28

ornamental stars

The food ran out five nights after the Watcher’s attack, but their meals had been growing steadily more meagre ever since they had lost the shelter. They had been fortunate that the boat-sled survived the attack. Without a sea, though, it wasn’t going to feed them.

It had taken two days to leave the snowfield behind. Walking had been a trial, especially for Zox, but the snow offered relatively easy shelter for three nights. On the first night back on the bare ice dawn came early. A shooting star lit the sky with great erratic pulses of light, enough to wake them all, even Thurin, glaring through the ice shelter he’d built them. Then came the sound. Yaz had never heard of a shooting star that spoke but the tales told of them finding their voices. A series of detonations shook the world as the star’s light intensified in the east then vanished.

On the ice the walking was easier, but they missed the snow at night. The effort of ending each day with the construction of an ice hut sturdy enough to withstand the wind was beginning to tell on Thurin even before the last of the fungi disappeared into their bellies.

Yaz would have suggested again, and with greater insistence this time, that Thurin ride on the sled. But Zox had slowed and was pulling the lightened load with ponderous effort.

“What’s wrong with him?” Yaz had asked. The dog had seemed indefatigable.

“His power source is running down,” Erris told her.

“He lasted thousands of years in the city and just a handful of weeks out here?” Yaz knew it had been hard going but even so . . .

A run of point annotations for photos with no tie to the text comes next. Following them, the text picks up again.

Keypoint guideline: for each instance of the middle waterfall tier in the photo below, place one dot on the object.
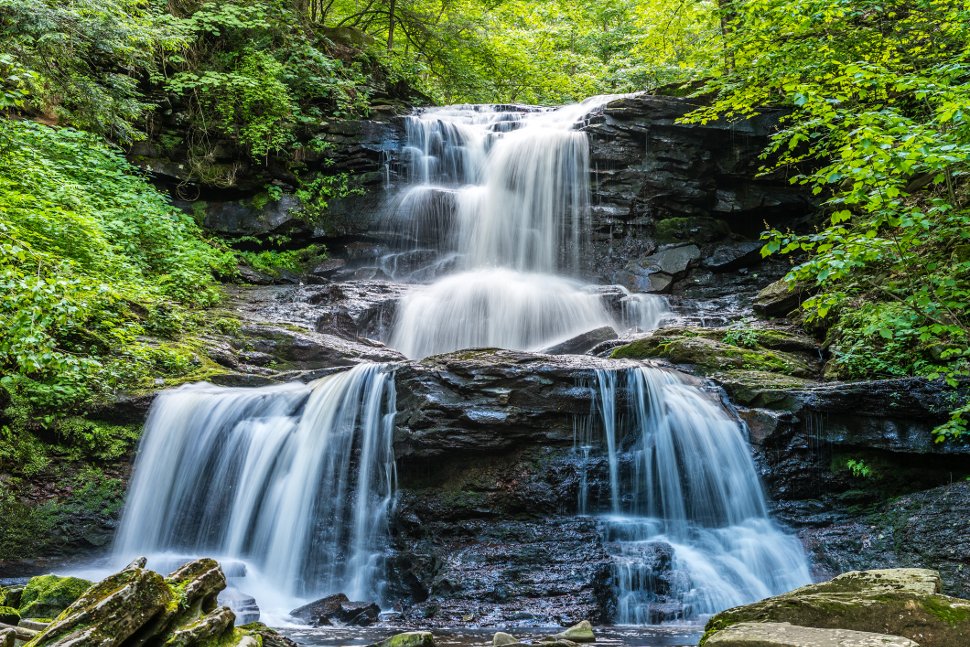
(295, 481)
(682, 510)
(501, 195)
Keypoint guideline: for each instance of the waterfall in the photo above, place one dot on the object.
(685, 517)
(294, 481)
(506, 190)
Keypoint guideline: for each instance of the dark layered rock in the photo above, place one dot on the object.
(659, 182)
(490, 535)
(337, 610)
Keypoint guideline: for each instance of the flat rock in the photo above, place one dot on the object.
(581, 632)
(899, 602)
(582, 343)
(782, 634)
(408, 639)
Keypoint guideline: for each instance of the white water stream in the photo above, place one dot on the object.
(290, 483)
(507, 191)
(685, 515)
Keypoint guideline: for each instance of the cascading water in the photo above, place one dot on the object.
(506, 190)
(684, 515)
(295, 481)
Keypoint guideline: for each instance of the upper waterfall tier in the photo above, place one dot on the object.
(514, 180)
(502, 192)
(295, 481)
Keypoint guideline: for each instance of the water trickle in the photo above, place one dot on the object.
(684, 514)
(505, 190)
(293, 481)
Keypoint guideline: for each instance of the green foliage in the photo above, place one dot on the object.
(316, 193)
(276, 263)
(858, 468)
(880, 130)
(743, 337)
(45, 596)
(79, 62)
(93, 259)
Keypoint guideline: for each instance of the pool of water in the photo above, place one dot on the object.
(656, 636)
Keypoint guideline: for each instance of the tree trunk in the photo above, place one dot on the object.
(390, 25)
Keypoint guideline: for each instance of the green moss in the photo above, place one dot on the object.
(48, 595)
(942, 608)
(707, 350)
(9, 615)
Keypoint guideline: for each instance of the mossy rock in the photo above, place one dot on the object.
(901, 602)
(9, 616)
(109, 612)
(408, 639)
(46, 596)
(760, 388)
(10, 596)
(581, 632)
(711, 350)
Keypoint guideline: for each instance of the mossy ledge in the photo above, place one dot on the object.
(903, 602)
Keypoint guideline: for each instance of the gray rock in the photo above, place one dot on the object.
(899, 602)
(734, 256)
(775, 634)
(408, 639)
(674, 260)
(500, 639)
(581, 632)
(337, 610)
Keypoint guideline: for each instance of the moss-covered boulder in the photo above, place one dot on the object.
(581, 632)
(899, 602)
(408, 639)
(109, 612)
(139, 607)
(10, 596)
(717, 350)
(782, 634)
(46, 596)
(9, 616)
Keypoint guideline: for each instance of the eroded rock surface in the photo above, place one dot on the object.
(899, 602)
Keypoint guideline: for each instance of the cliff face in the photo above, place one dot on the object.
(675, 207)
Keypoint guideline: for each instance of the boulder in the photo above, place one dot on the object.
(9, 616)
(782, 634)
(10, 596)
(110, 612)
(46, 596)
(712, 350)
(780, 298)
(899, 602)
(734, 256)
(501, 639)
(408, 639)
(337, 610)
(138, 607)
(581, 632)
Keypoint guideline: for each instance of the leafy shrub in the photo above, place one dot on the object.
(92, 258)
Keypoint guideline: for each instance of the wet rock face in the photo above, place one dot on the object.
(660, 184)
(485, 528)
(900, 602)
(337, 610)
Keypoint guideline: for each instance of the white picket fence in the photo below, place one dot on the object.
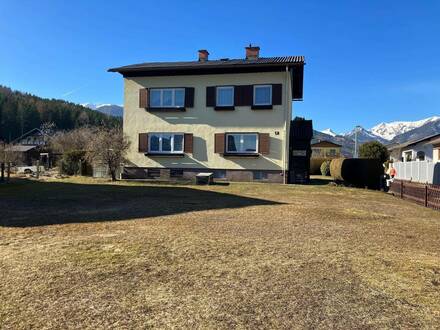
(418, 171)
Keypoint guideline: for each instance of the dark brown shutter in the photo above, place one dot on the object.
(277, 94)
(189, 97)
(143, 98)
(263, 143)
(210, 96)
(143, 142)
(188, 143)
(219, 143)
(243, 95)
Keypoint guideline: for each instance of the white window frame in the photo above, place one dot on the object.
(173, 97)
(255, 94)
(223, 88)
(241, 142)
(160, 151)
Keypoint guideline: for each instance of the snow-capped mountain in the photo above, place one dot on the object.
(109, 109)
(329, 131)
(389, 131)
(386, 133)
(363, 135)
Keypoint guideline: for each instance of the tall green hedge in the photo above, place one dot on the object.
(358, 172)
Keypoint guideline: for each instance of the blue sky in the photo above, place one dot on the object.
(367, 61)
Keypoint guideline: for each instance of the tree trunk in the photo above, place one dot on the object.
(3, 172)
(9, 172)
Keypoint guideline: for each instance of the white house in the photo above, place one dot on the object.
(418, 160)
(426, 149)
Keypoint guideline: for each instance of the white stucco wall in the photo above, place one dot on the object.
(204, 122)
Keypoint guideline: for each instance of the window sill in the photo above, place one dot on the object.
(224, 108)
(241, 155)
(159, 154)
(262, 107)
(172, 109)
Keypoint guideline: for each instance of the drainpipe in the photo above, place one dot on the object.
(287, 125)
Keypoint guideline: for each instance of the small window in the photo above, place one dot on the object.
(260, 175)
(225, 96)
(242, 143)
(167, 97)
(262, 95)
(165, 143)
(219, 174)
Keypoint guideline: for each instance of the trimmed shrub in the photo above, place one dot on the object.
(358, 172)
(325, 168)
(315, 165)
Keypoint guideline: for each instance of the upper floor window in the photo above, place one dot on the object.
(262, 94)
(225, 96)
(242, 143)
(167, 97)
(165, 142)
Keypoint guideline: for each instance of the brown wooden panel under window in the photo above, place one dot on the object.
(219, 143)
(277, 94)
(263, 143)
(210, 96)
(243, 95)
(188, 143)
(143, 98)
(189, 97)
(143, 142)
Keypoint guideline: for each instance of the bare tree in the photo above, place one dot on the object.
(108, 147)
(8, 157)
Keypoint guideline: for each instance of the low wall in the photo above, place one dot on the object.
(427, 195)
(418, 171)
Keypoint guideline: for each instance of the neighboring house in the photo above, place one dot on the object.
(326, 149)
(228, 116)
(34, 137)
(31, 148)
(417, 150)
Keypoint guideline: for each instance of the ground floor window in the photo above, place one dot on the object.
(166, 142)
(242, 143)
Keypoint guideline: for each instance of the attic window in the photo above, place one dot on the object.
(167, 97)
(225, 96)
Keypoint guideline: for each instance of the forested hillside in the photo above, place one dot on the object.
(21, 112)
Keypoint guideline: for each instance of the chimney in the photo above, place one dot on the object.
(203, 55)
(252, 52)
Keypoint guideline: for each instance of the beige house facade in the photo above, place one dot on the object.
(228, 117)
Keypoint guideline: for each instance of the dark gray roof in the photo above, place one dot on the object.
(20, 148)
(222, 63)
(412, 142)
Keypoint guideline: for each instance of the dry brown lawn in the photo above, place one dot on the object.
(85, 254)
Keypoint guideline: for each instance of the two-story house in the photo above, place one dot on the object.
(227, 116)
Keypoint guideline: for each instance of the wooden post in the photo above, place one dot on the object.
(9, 172)
(38, 169)
(426, 195)
(401, 189)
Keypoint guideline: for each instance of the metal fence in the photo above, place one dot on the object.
(427, 195)
(418, 171)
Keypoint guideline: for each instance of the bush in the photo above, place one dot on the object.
(357, 172)
(325, 168)
(71, 160)
(374, 150)
(315, 165)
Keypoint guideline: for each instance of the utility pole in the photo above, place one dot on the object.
(356, 129)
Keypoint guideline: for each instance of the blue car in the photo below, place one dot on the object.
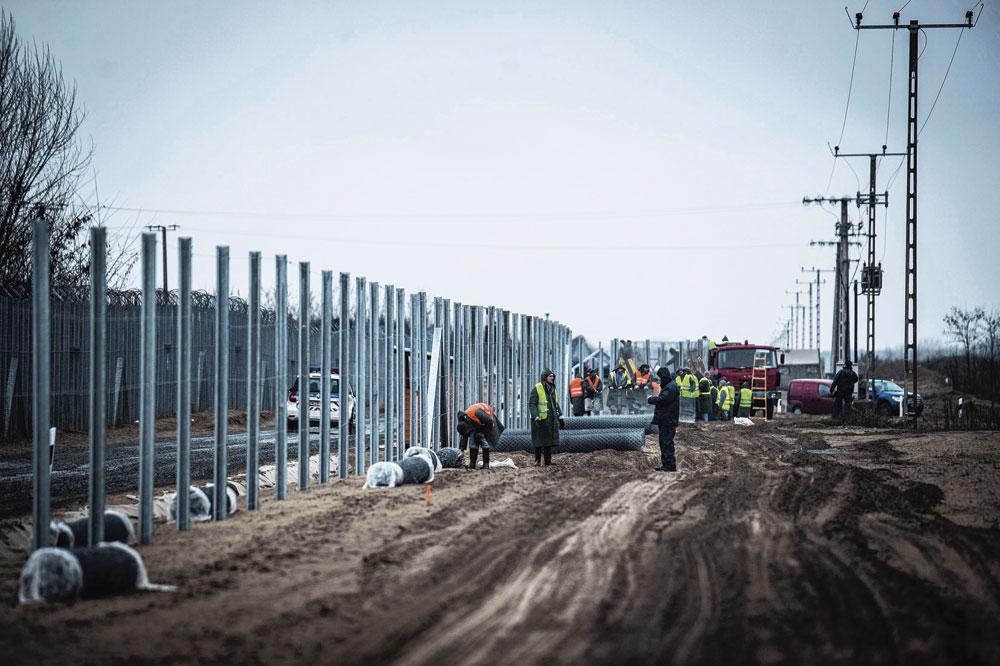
(887, 395)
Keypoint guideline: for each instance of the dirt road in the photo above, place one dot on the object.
(789, 542)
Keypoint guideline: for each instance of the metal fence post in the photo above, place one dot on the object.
(221, 381)
(281, 375)
(98, 382)
(326, 363)
(360, 371)
(389, 369)
(184, 384)
(303, 397)
(41, 368)
(344, 364)
(456, 350)
(401, 435)
(253, 385)
(373, 353)
(446, 388)
(415, 373)
(147, 388)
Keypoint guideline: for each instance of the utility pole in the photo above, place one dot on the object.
(163, 229)
(912, 129)
(810, 310)
(799, 332)
(790, 336)
(818, 282)
(840, 349)
(871, 274)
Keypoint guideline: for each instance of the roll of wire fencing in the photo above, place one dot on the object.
(578, 441)
(610, 421)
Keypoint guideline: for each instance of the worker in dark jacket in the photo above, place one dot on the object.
(546, 417)
(704, 399)
(666, 413)
(480, 424)
(843, 389)
(577, 394)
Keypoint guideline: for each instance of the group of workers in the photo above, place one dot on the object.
(714, 398)
(480, 428)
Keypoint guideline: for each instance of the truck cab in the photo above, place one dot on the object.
(733, 361)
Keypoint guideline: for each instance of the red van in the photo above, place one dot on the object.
(810, 396)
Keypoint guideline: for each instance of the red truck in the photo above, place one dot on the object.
(734, 362)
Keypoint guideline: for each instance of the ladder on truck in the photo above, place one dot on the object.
(758, 384)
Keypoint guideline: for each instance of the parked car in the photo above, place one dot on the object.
(887, 394)
(295, 399)
(810, 396)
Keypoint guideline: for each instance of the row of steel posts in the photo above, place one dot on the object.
(464, 354)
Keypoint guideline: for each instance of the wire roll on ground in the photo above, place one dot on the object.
(610, 421)
(578, 441)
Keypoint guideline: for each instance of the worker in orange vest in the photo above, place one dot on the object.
(480, 424)
(643, 381)
(594, 389)
(577, 394)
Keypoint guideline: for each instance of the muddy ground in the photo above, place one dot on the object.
(790, 542)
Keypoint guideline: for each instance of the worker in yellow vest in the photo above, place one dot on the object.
(546, 417)
(726, 394)
(577, 394)
(687, 383)
(746, 399)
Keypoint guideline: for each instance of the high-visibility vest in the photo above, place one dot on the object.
(688, 387)
(471, 410)
(543, 401)
(726, 396)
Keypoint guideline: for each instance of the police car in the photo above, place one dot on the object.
(295, 400)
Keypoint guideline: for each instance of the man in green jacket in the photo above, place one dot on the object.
(546, 417)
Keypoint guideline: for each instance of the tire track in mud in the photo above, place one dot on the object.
(539, 603)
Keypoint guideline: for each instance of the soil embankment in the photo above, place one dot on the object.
(780, 543)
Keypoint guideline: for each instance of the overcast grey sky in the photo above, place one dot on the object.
(635, 169)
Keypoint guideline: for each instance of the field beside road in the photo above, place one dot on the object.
(787, 542)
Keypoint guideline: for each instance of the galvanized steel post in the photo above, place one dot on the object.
(221, 381)
(41, 368)
(253, 385)
(448, 393)
(147, 388)
(184, 338)
(326, 363)
(361, 372)
(389, 371)
(303, 396)
(344, 365)
(374, 351)
(401, 372)
(98, 413)
(281, 375)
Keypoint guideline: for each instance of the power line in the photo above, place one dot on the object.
(847, 106)
(498, 246)
(946, 72)
(347, 217)
(888, 106)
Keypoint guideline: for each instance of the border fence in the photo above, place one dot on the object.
(116, 357)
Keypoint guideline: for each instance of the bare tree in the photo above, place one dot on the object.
(965, 328)
(991, 349)
(41, 162)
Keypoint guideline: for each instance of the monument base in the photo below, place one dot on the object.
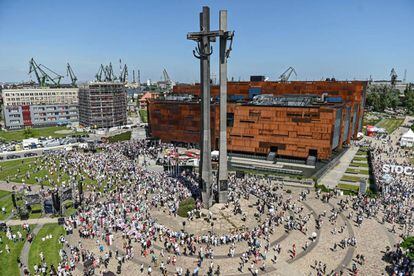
(207, 200)
(223, 197)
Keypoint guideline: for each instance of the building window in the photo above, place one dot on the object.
(230, 119)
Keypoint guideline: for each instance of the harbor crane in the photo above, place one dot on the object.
(43, 78)
(166, 76)
(105, 73)
(286, 75)
(124, 74)
(393, 76)
(101, 71)
(71, 74)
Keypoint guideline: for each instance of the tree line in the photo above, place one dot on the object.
(381, 97)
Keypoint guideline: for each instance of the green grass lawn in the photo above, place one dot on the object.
(350, 178)
(357, 171)
(144, 115)
(8, 204)
(15, 171)
(390, 124)
(8, 262)
(18, 135)
(4, 193)
(348, 187)
(49, 247)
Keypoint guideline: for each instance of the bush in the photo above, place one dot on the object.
(348, 187)
(408, 244)
(186, 206)
(323, 188)
(120, 137)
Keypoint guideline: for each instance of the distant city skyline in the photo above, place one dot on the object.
(320, 39)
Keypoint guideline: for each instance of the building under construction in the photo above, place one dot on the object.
(298, 120)
(102, 104)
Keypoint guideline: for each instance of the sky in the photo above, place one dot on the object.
(348, 40)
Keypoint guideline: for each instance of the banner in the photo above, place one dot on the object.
(32, 199)
(66, 194)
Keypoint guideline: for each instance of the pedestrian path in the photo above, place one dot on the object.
(8, 186)
(332, 178)
(24, 255)
(32, 221)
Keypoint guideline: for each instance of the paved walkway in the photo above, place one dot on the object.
(332, 178)
(24, 255)
(9, 186)
(32, 221)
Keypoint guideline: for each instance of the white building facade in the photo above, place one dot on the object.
(40, 106)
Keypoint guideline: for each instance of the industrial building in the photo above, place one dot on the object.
(296, 120)
(103, 104)
(39, 106)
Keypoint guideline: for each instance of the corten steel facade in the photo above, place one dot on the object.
(103, 105)
(256, 129)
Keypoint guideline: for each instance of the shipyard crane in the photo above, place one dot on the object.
(71, 74)
(286, 75)
(56, 79)
(42, 77)
(124, 74)
(393, 76)
(101, 71)
(109, 73)
(34, 68)
(166, 76)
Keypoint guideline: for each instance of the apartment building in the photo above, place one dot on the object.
(39, 106)
(103, 105)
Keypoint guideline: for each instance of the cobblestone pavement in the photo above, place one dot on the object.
(372, 239)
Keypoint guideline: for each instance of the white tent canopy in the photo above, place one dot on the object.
(407, 139)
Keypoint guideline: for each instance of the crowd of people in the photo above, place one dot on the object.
(120, 194)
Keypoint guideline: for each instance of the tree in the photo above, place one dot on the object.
(409, 99)
(381, 97)
(408, 244)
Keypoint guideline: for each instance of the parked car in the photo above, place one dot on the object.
(13, 156)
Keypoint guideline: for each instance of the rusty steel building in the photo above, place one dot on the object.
(102, 105)
(293, 119)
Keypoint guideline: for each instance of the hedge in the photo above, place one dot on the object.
(186, 206)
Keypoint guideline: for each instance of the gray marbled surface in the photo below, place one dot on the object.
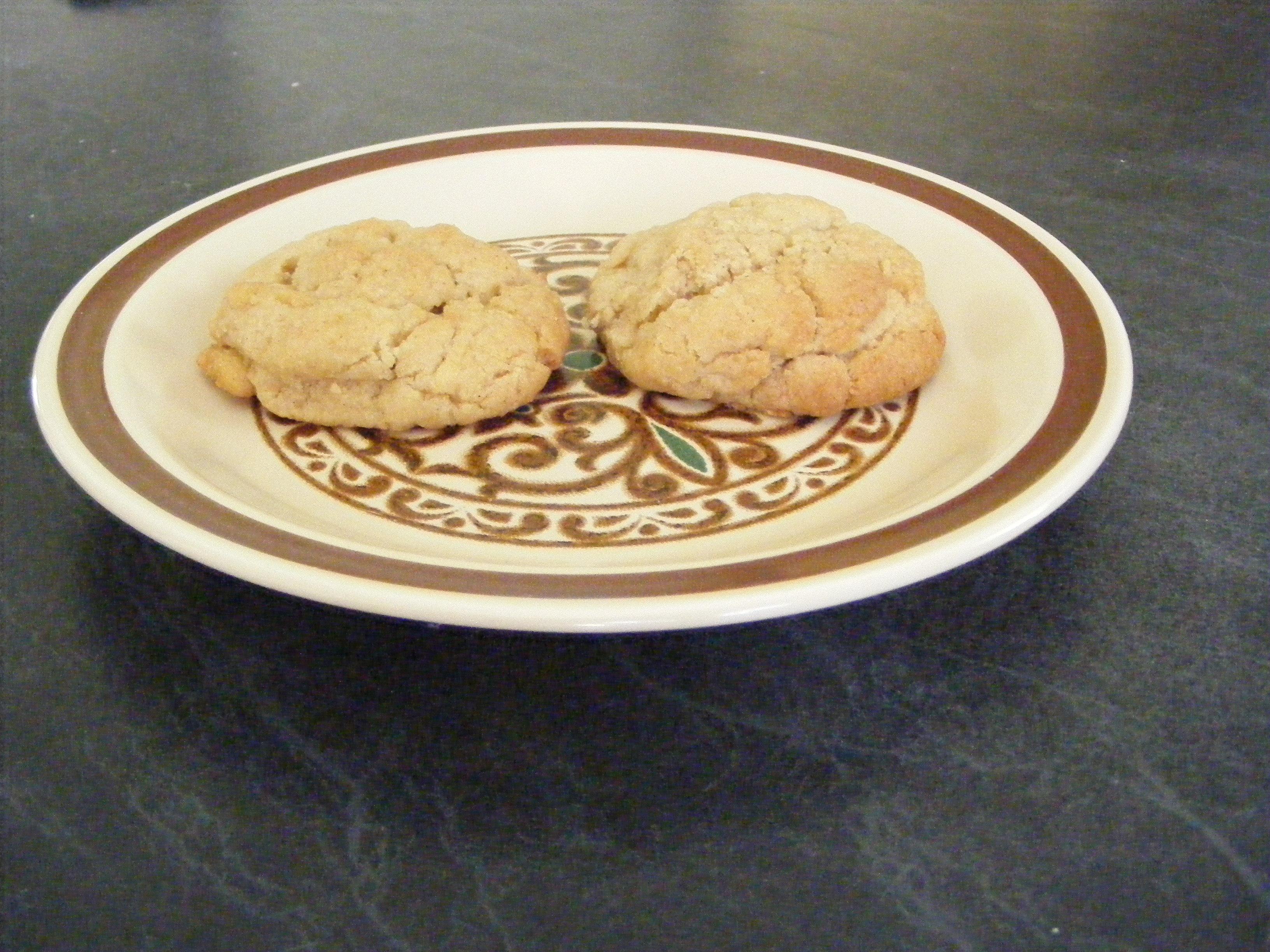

“In the city he slept a lot. Like me. And he could always draw on the script for fresh energies. Our power storage is less efficient in the cold.” Erris shrugged. “And he did drag a laden sled up and down a hundred vertical feet of ice then basically burrow a twenty-mile hole through the snow. It’s true, though, I thought he would last longer than this.” He looked back at the dog, giving him a curious stare. “Maybe it has something to do with how he dealt with Arges. I still don’t understand that. I thought we were all going to die right then and there . . .”


Starvation is a much swifter process when you’re cold, but nobody dies truly thin on the ice. Starvation simply opens a gate for the wind to come through. It’s the wind that wields the knife.

They sat that night with empty bellies around the heat pot. Outside, Zox had almost folded into his cube but stopped a few inches short of his goal, leaving a long vertical wedge that had already begun to fill with frost.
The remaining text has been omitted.